5. Staff

From the points raised so far, it will appear that three areas of expertise could be appropriate backgrounds to the staff of a sound archive's cataloguing section librarianship or archivism (reflecting the priorities given to standardisation), relevant subject knowledge to the archive's areas of specialisation, and information science or computing skills.

In effect, the expertise associated with information science is not that most appropriate to the routine work of cataloguing in most sound archives, although access to such expertise (on a consultancy basis) can be of great value, especially to an archive establishing its cataloguing system. Similar arguments, it may be noted, apply to computer expertise, even for archives contemplating a computerised system. The priorities and budget of an archive are unlikely to encompass the establishment of a team of systems analysts and programmers -such a team would be severely under-employed. A single expert may be more necessary (especially, say, in an archive using a complex or on-line system) but reliance on an individual leaves an institution vulnerable to that individual's departure. It is better policy to seek to establish, with outside help as appropriate, procedures sufficiently routine for the archive's normal staff to manage.

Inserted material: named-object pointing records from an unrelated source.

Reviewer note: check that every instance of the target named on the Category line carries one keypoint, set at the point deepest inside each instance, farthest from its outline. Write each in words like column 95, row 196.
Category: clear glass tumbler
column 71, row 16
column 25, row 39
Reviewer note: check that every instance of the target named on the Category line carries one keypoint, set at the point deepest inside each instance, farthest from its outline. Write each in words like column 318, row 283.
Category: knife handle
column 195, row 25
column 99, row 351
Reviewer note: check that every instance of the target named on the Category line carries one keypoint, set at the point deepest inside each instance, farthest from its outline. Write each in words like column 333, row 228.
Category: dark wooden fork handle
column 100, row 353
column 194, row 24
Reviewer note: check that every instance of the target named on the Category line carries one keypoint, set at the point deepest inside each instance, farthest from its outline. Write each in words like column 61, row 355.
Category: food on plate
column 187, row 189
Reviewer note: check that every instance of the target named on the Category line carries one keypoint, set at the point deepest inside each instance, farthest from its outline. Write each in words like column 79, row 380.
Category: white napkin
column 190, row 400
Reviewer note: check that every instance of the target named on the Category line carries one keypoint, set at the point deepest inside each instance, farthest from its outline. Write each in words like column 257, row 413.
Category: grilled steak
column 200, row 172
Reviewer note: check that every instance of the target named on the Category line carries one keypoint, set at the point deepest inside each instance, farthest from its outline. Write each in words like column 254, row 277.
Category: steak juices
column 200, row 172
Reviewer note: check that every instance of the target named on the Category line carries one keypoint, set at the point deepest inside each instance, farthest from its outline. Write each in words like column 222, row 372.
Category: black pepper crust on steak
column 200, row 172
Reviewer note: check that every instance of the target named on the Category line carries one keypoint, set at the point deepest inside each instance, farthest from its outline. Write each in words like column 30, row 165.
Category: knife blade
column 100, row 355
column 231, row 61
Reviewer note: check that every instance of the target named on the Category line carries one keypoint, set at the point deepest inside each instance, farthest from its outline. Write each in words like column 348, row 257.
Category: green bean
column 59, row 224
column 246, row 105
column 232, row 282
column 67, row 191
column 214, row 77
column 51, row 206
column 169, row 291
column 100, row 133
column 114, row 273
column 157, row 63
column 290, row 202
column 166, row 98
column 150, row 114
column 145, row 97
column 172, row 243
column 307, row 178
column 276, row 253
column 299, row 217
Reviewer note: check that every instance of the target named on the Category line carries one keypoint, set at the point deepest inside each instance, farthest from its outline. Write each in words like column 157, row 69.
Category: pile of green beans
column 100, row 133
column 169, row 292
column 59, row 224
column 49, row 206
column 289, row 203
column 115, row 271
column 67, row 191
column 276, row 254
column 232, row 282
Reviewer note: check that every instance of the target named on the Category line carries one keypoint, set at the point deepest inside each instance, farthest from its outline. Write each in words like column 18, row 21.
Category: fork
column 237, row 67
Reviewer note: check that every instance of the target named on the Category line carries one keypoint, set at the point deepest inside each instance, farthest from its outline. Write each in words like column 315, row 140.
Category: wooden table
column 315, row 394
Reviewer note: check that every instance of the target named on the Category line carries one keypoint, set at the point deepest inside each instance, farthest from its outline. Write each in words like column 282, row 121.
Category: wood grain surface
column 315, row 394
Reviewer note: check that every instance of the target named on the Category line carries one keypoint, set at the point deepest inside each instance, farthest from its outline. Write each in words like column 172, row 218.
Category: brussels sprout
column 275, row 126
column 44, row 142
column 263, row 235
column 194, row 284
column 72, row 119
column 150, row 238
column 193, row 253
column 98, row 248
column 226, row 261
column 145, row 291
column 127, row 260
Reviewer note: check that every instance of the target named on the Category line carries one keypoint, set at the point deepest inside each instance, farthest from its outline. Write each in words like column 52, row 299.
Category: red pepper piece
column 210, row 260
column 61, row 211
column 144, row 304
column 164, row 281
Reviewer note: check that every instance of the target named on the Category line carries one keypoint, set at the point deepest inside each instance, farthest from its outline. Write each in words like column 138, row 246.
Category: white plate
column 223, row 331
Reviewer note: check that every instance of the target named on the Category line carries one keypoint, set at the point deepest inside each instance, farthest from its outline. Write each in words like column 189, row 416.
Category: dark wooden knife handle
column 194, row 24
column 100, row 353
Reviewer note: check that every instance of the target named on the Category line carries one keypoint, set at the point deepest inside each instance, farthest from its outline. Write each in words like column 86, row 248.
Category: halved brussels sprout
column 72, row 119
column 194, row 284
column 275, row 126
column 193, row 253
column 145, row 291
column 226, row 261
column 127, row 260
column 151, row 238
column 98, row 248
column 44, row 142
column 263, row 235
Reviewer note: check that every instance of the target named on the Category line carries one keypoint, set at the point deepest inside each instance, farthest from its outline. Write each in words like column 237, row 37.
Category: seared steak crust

In choosing between staff trained in librarianship or archivism and subject experts, an archive will be affected by the types of material it collects. Professional training has undoubted values, and significantly lessens the archive's own tasks in training new staff in relevant skills. On the other hand, the cataloguing of some types of sound material is likely to require abilities other than those of conventional cataloguers. Much book cataloguing consists of the interpretative transcription of information available from the book's title page; the cataloguing of many sound recordings, however, requires that the cataloguer listen to the material and provide an intelligent analysis of what is heard. Appropriate knowledge of the subject concerned is therefore of greater value than general cataloguing skill, and it may justifiably be felt that it is a shorter task to instil the principles of good cataloguing in a subject expert than to give a useful grounding in the subject to a trained cataloguer. The choice of qualifications will thus depend on the material collected and the type of cataloguing system used. An archive of commercial recordings, or of field recordings well-documented by their collectors, especially if using a library-derived cataloguing system, may justifiably select trained librarians; an archive of unique material will be better advised to look to subject experts. Individuals combining both backgrounds, of course, should be made particularly welcome.

Similar considerations dictate the answer to the question of the appropriate size for an archive's cataloguing section. The rate of growth of the archive, the cataloguing system employed, the types of use of the collection, and (in the case of an archive of field recordings) the contribution made by non-cataloguing staff are all critical factors. Those archives who supplied the examples used in the case-studies below were also asked to supply notes on staff levels: of the archives collecting primarily for research purposes non-commercial recordings, documentation staff never surpassed three, often with duties other than cataloguing, and in no case was this considered entirely sufficient; in all cases, it should also be noted, some of the burden of documentation was shared by field workers. Archives of commercial recordings can normally accommodate much larger accession rates with similar sizes of staff, but even so may feel that larger cataloguing sections would be useful. Broadcasting archives, in a world of day-by-day commercial pressure, may have documentation staffs that seem by contrast enormous: the Dutch broadcasting service NOS has in excess of 15 in its various departments. Cataloguing, it seems, remains an undervalued task except in collections that depend commercially on their ability to retrieve material from their collections. Those setting up new archives might be encouraged for their own sakes to make a more balanced assessment of priorities.